The five-and-a-half-month-old baby seal, named Aphrodite, was found dead on Wednesday by line fishers on a beach near the Tombs of the Kings, a popular tourist site near the western city of Paphos, several kilometers away from its usual habitat in the Peyia sea caves area.

"There is nothing to announce at present, nothing that tells us what is to blame," Harris Nicolaou, who coordinates the Fisheries Department's program to protect the Mediterranean seal (Monachus monachus), told state radio.

He said that experts who performed a post mortem on the dead seal were not able to identify the cause of death.

But he said it was certain that the seal did not drown after becoming entangled in fishermen's nets as she did not have any external injuries, and in any case it would be unfair to blame the fishermen if that happened.

However, there are other possible explanations for the death of the baby seal.

Nicolaou said that the seal had just been weaned and started to feed on fish, and probably developed bacteria that killed it.
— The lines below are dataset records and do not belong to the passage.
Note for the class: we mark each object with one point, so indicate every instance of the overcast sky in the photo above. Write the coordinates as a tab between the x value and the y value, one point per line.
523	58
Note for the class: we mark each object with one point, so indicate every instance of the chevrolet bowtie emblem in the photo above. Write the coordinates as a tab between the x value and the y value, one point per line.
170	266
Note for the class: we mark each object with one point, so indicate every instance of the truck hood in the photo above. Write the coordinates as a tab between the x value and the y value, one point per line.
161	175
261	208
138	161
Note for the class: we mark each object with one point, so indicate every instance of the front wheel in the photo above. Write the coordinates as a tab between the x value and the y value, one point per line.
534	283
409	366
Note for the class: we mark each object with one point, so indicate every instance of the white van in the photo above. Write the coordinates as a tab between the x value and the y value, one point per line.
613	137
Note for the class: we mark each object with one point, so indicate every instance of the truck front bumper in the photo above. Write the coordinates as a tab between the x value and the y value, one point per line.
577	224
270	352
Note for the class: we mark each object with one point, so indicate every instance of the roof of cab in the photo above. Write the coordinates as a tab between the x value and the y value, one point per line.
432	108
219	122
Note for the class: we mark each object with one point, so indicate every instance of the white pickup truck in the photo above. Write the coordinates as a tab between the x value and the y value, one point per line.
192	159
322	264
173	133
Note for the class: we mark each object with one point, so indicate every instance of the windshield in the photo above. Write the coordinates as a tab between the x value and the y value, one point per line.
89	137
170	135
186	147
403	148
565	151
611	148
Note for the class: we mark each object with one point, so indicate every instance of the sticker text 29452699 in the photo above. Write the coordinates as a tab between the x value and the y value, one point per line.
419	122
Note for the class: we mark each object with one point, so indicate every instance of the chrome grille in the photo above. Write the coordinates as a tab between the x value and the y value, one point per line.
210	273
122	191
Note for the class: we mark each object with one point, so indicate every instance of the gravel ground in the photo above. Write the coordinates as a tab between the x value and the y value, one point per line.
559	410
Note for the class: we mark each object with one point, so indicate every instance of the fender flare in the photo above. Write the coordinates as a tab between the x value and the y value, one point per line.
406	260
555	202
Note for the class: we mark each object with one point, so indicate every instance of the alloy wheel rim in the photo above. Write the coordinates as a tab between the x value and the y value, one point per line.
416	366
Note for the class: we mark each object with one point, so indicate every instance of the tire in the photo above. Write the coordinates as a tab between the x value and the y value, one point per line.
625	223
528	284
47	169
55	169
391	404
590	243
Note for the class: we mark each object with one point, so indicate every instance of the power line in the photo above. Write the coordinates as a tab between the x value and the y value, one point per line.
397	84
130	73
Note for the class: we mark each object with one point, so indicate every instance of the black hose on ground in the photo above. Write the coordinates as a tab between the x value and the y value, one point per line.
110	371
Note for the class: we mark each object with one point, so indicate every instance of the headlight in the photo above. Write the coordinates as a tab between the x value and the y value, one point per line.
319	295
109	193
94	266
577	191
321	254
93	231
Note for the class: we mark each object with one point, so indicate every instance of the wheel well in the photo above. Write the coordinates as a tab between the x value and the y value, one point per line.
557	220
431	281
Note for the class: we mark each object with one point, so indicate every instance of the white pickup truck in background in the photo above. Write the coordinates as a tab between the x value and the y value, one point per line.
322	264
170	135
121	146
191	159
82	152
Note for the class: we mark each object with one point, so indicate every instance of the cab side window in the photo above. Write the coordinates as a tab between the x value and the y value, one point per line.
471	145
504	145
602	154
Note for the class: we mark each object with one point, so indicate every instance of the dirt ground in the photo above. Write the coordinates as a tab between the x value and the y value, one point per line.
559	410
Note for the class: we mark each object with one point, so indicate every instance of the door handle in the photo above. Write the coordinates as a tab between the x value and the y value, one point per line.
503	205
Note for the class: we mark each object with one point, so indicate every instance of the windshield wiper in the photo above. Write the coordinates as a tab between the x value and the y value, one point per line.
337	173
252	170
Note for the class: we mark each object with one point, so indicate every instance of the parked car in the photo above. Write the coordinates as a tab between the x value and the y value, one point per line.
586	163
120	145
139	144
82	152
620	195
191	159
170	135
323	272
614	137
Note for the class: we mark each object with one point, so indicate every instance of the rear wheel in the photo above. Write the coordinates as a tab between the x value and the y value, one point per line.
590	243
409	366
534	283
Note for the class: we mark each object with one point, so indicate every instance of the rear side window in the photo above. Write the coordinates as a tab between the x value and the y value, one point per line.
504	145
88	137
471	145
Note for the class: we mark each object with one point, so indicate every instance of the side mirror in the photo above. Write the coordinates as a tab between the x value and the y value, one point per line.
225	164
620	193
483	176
"We hope to have a clear cause of death when histological and chemical examinations of tissues from the seal are completed," he said.

Explaining the fact that Aphrodite was found at some distance from her cave, he said that seals, when they become independent of their mothers, cover big distances either to hunt for food or to explore.
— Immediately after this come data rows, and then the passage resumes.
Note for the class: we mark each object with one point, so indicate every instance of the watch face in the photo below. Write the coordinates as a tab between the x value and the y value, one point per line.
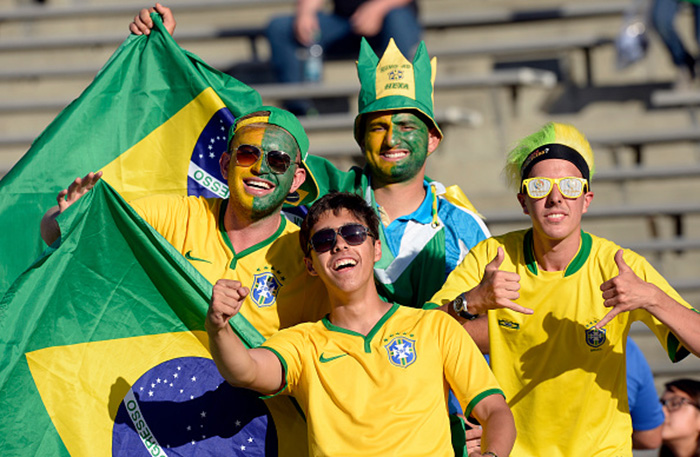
458	304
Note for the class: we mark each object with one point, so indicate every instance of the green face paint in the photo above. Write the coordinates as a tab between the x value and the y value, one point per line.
395	146
256	190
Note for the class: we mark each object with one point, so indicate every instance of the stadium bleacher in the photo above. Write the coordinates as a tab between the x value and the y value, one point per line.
45	62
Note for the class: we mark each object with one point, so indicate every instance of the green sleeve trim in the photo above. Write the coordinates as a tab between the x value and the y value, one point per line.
583	253
676	351
284	369
480	397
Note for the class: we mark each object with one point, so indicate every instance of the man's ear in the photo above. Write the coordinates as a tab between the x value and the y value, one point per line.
521	199
310	266
434	140
224	162
299	178
377	250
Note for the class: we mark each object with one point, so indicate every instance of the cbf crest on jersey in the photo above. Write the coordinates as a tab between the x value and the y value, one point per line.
265	288
401	351
595	337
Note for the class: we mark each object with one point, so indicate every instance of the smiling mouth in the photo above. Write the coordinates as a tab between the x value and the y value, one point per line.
258	184
393	154
344	264
555	216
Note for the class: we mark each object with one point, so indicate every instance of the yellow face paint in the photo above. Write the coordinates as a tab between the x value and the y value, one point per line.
256	190
395	145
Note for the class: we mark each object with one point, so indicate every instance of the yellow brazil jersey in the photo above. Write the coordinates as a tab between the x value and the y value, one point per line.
282	293
384	393
565	381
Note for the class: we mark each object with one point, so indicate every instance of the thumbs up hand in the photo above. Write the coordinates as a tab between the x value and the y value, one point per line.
625	292
497	288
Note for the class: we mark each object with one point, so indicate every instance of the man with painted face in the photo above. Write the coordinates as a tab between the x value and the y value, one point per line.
371	376
244	237
559	305
425	228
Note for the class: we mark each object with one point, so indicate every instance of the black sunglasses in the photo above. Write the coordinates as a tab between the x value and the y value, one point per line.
247	155
353	234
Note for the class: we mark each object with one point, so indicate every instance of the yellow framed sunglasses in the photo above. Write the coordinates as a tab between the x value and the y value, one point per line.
540	187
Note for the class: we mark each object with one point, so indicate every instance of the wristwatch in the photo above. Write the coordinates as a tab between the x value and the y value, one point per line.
459	304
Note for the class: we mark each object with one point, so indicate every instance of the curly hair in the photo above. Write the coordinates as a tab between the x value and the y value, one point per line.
692	388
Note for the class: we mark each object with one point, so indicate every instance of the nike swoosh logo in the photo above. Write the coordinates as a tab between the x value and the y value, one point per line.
188	256
325	359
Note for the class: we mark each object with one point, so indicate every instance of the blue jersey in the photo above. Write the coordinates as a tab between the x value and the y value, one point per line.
645	408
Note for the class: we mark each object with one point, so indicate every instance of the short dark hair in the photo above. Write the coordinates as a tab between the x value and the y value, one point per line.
335	202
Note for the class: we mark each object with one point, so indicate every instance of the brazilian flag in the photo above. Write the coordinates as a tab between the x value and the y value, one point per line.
154	120
104	351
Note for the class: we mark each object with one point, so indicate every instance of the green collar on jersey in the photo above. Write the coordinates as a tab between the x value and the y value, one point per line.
255	247
574	266
367	339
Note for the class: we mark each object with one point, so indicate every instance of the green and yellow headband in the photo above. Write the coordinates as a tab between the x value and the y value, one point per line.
308	192
553	141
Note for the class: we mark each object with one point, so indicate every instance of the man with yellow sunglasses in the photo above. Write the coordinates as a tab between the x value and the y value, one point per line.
556	305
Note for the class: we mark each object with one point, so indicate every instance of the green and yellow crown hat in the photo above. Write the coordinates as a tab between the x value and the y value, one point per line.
552	141
394	83
308	192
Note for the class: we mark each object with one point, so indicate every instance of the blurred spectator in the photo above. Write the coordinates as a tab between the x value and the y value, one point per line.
645	409
339	33
681	429
663	13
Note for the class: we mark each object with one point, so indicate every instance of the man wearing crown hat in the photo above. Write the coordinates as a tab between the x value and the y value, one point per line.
425	227
559	303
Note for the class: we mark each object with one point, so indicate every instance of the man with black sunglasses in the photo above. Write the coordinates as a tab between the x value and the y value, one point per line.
244	237
370	376
558	303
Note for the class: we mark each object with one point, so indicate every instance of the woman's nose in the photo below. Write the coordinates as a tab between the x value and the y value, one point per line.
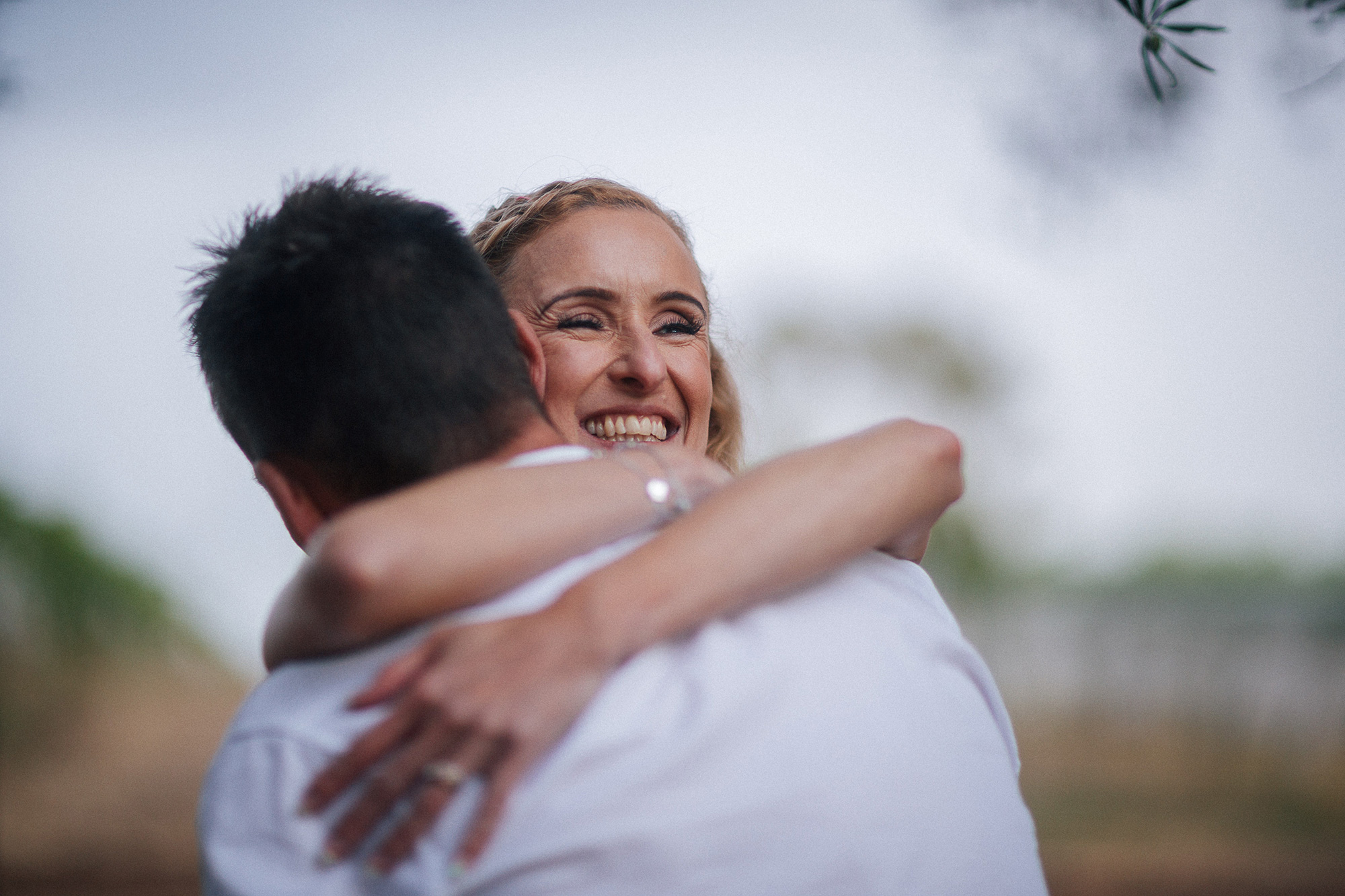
640	366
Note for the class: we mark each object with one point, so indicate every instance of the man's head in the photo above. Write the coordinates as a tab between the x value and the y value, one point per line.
354	342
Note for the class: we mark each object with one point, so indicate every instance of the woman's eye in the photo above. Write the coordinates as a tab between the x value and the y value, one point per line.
680	329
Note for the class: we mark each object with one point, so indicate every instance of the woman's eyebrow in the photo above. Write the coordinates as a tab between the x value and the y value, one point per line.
587	292
681	296
607	295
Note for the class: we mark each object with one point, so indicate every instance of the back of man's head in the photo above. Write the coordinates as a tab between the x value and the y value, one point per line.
357	330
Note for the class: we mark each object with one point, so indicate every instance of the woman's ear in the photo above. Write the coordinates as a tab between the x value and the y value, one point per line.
293	499
532	348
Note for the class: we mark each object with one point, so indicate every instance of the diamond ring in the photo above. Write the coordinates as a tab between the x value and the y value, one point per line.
446	772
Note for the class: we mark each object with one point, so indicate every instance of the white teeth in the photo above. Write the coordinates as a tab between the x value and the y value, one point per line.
627	427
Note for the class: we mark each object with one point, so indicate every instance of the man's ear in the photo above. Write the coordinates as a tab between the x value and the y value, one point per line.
532	348
293	499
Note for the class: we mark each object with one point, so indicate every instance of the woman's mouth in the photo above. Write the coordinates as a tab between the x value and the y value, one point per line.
627	428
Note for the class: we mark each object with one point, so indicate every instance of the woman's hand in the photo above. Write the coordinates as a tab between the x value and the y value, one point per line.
489	698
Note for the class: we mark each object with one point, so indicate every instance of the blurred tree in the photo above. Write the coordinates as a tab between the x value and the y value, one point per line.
914	368
65	608
1155	22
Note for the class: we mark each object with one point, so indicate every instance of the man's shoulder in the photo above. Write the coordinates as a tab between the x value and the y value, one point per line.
307	700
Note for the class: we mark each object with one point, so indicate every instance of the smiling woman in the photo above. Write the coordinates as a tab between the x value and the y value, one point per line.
607	279
613	315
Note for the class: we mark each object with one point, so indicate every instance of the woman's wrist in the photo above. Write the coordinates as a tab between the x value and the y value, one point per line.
614	615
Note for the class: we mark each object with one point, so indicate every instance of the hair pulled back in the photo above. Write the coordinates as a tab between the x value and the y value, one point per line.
523	217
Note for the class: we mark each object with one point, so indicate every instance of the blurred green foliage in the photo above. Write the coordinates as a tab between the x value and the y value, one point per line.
60	595
65	610
961	560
Aphrodite was spotted soon after her birth and immediately became the pet symbol of environmentalists, who wage a campaign to halt land development near the seals' usual habitat at Peyia, one of Cyprus's biggest summer tourist resorts, where a house can cost hundreds of thousands of euros.

Monachus monachus is the most endangered seal species in the world and unique to the Mediterranean.

The Fisheries Department could record only 13 such seals near the Cypriot shores, in the vicinity of the Peyia sea caves.